In the book of Acts, Luke introduces Saul dramatically as the someone who not only participated in the stoning of Stephen, but as an authority who gave approval for the execution. After Stephen delivers a prophetic speech in Acts 7 and describes his fellow Jews as a stiff-necked generation, like the tribes of Israel in the wilderness. He is seized by an angry crowd, taken outside the city and stoned. This is not a legal action, it is a lynching! Saul approved of this execution (Acts 8:1). Whether Saul was a legal representative of the Sanhedrin is unclear, but the verb can be used for legal approval (see, for example, 1 Maccabees 1:57). Luke describes Saul as “ravaging the church” (λυμαίνω, Acts 8:3), a word which is used of violent actions in war (Josephus, JW 4.534). Much later Paul described his persecution of the church as being zealous for the traditions of his Fathers (Gal 1:14). Like Elijah against the priests of baal, Paul burned with zeal and tried to destroy the church (Gal 1:22-23, Phil 3:6).
One problem for modern readers is a misunderstanding about what Saul was doing. We tend to read modern persecution of Christians into the passage, or maybe lurid scenes from old movies of Nero throwing the saints to the lions. Nor should we think of rabbi Saul like a Puritan going going door-to-door to root out the heretics. Stephen was teaching Jesus was the messiah and in some way replaces worship in the Temple. The High Priest executed Jesus unjustly but God raised Jesus from the dead, proving he was in fact the messiah. Saul saw all this as a dangerous defection from the Law and could result in the judgment of God.
What was it about Stephen’s speech that pushed Saul to such a violent response?
Some scholars explain this violent reaction by taking later issues and forcing them into Acts 7. For example, some have argued the Jewish Christians were accepting Gentiles into the synagogue without circumcision. This seems unlikely since there is no reference at all to Gentile mission by the Jerusalem Church until Acts 10. God-fearering Gentiles were accepted into the synagogue without circumcision, so it is unlikely this would be a problem for Paul.
Similarly, some argue Gentile believers were breaking food laws. This is unlikely for the same reasons as the first. There is no evidence of Gentile converts in the pre-Pauline period. Jewish and Gentiles sharing meals is a problem in the book of Galatians, but that is as many as fifteen years after the stoning of Stephen.
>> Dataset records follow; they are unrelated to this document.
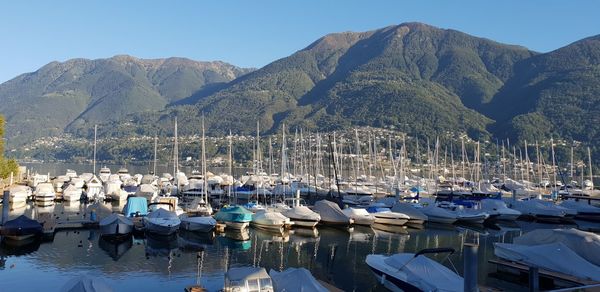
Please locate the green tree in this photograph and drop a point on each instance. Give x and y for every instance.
(6, 165)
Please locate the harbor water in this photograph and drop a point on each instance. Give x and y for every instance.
(335, 256)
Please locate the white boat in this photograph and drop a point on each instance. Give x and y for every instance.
(541, 211)
(584, 210)
(270, 220)
(241, 279)
(414, 272)
(72, 193)
(387, 217)
(360, 216)
(302, 216)
(416, 217)
(436, 214)
(199, 223)
(585, 244)
(331, 214)
(499, 210)
(295, 280)
(162, 222)
(19, 194)
(115, 225)
(555, 257)
(44, 194)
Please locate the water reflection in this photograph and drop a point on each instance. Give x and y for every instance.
(332, 255)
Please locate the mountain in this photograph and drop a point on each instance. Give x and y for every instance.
(66, 95)
(412, 76)
(553, 94)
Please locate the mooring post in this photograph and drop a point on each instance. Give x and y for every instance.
(470, 267)
(5, 206)
(534, 279)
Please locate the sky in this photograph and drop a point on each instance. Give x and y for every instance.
(253, 33)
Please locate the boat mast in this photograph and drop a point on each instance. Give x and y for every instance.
(94, 163)
(155, 148)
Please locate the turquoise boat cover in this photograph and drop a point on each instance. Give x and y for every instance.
(234, 214)
(136, 206)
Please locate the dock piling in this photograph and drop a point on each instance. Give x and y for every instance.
(470, 267)
(534, 279)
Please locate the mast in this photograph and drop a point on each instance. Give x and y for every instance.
(94, 163)
(155, 148)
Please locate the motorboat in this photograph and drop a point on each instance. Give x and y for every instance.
(270, 220)
(556, 257)
(72, 193)
(136, 207)
(302, 216)
(198, 223)
(162, 222)
(21, 228)
(537, 209)
(44, 194)
(499, 210)
(295, 280)
(584, 211)
(331, 214)
(436, 214)
(234, 217)
(415, 272)
(247, 279)
(416, 217)
(585, 244)
(360, 216)
(386, 216)
(116, 225)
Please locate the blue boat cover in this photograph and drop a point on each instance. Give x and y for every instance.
(136, 206)
(234, 214)
(21, 226)
(377, 209)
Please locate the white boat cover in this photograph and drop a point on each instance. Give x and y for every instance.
(553, 256)
(86, 284)
(302, 212)
(295, 280)
(585, 244)
(270, 218)
(425, 273)
(409, 210)
(493, 206)
(536, 207)
(330, 211)
(580, 207)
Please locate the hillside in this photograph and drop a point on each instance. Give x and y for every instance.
(81, 92)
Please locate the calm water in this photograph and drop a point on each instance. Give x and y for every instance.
(170, 264)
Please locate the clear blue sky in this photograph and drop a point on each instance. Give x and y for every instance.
(253, 33)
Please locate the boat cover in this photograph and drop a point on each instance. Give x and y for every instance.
(553, 256)
(135, 205)
(580, 207)
(21, 226)
(295, 280)
(115, 218)
(302, 212)
(585, 244)
(330, 211)
(409, 210)
(86, 284)
(234, 214)
(425, 273)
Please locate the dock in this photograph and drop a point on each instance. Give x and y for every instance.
(552, 276)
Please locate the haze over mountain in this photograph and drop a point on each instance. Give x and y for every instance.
(413, 77)
(77, 92)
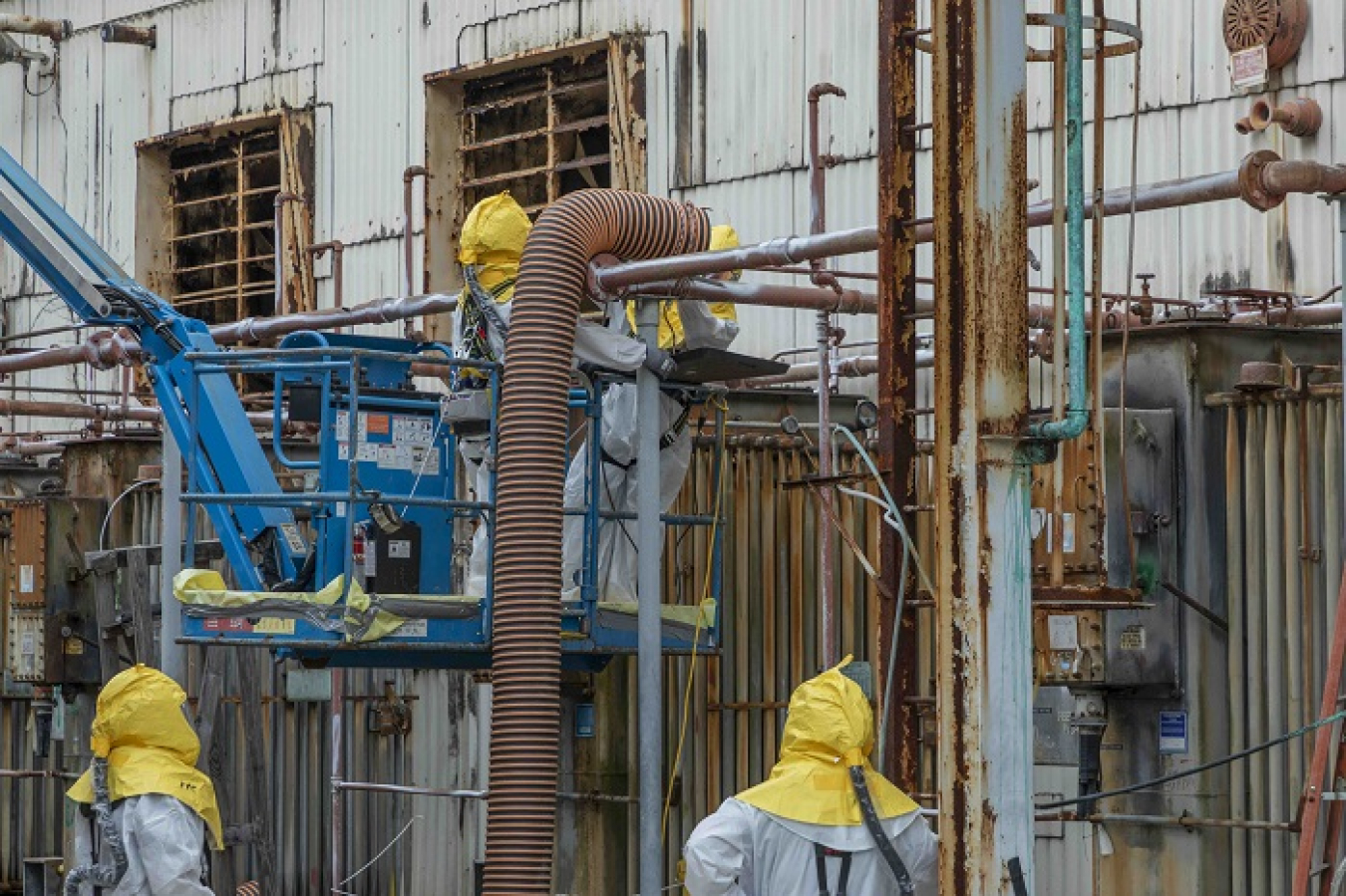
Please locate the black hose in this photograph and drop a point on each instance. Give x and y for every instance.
(99, 875)
(880, 837)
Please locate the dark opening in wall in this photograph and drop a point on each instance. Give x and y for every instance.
(540, 131)
(223, 235)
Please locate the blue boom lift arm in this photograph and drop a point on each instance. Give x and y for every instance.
(262, 545)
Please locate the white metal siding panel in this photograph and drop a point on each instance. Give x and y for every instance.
(207, 45)
(756, 73)
(283, 35)
(365, 70)
(841, 46)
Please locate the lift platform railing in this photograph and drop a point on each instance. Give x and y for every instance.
(352, 378)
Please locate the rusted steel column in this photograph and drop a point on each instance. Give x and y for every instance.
(984, 674)
(898, 370)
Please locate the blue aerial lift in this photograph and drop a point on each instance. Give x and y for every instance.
(357, 569)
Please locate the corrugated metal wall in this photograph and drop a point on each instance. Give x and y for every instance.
(1284, 498)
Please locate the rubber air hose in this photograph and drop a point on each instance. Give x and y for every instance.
(99, 875)
(530, 477)
(880, 838)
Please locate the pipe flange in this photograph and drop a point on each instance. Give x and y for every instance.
(1250, 181)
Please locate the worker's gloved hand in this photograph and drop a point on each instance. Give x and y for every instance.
(660, 362)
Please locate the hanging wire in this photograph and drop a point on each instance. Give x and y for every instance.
(1126, 311)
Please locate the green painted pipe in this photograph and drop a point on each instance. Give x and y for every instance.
(1077, 399)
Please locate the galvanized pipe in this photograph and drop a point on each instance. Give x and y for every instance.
(649, 539)
(56, 30)
(280, 202)
(818, 225)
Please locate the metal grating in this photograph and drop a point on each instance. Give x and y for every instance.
(222, 225)
(538, 132)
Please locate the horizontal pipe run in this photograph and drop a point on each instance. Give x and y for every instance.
(474, 794)
(110, 414)
(1262, 180)
(1168, 821)
(54, 30)
(842, 368)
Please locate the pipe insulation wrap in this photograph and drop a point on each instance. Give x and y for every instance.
(530, 476)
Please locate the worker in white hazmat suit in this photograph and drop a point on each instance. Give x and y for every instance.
(810, 830)
(146, 810)
(491, 250)
(684, 324)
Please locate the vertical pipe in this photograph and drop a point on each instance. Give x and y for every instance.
(984, 676)
(1254, 585)
(172, 654)
(1077, 405)
(896, 364)
(818, 223)
(408, 235)
(1237, 661)
(1296, 647)
(649, 629)
(1277, 718)
(281, 200)
(338, 826)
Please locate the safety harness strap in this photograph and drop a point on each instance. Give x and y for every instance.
(820, 864)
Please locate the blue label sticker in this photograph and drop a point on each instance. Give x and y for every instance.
(1173, 734)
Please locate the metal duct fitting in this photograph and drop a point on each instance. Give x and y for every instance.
(533, 422)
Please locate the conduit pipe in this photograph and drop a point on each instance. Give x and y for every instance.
(525, 627)
(1262, 180)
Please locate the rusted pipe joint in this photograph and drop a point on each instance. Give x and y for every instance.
(1300, 118)
(114, 33)
(54, 30)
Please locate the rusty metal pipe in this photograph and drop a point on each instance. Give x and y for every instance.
(338, 250)
(533, 428)
(56, 30)
(1168, 821)
(818, 223)
(114, 33)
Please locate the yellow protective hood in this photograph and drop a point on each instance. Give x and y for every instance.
(493, 238)
(141, 730)
(830, 728)
(672, 335)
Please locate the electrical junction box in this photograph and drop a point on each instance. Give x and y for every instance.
(396, 560)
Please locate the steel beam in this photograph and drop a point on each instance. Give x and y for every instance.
(984, 674)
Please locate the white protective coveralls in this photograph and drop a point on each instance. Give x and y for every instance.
(766, 841)
(683, 324)
(491, 250)
(162, 804)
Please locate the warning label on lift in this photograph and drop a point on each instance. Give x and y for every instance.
(1173, 734)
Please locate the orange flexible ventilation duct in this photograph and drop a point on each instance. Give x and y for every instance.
(526, 649)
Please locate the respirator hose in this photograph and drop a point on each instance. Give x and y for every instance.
(880, 838)
(103, 876)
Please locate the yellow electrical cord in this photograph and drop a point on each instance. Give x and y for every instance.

A more likely motivation is the possible political and social problems caused by the preaching of a crucified messiah. How would this sound to the Gentiles, especially the Romans? Could this be an accusation against and a possible rally-point for anti-Roman activity? The problem here once again is the lack of evidence for preaching anything to Gentile audiences. The early apostolic mission prior to the stoning of Stephen was confined to the temple area and the city of Jerusalem in general.
It is best to see Saul opposing the Apostolic teaching as a false and potentially dangerous teaching about the messiah. For Rabbi Saul, the very idea Jesus was the Messiah was absurd. Because Jesus was crucified (“hung on a tree”) he was under the curse of the Law. Saul’s motivation is to correct this false teaching within Judaism, using the synagogue punishment system itself. Paul sees himself as a reformer within Second Temple Judaism. He represents the high priest (who approved of the execution of Jesus) and reacted with violence against those who argued this the condemned rabbi Jesus was the Messiah and that worship of Jesus is superior to worship in the Temple.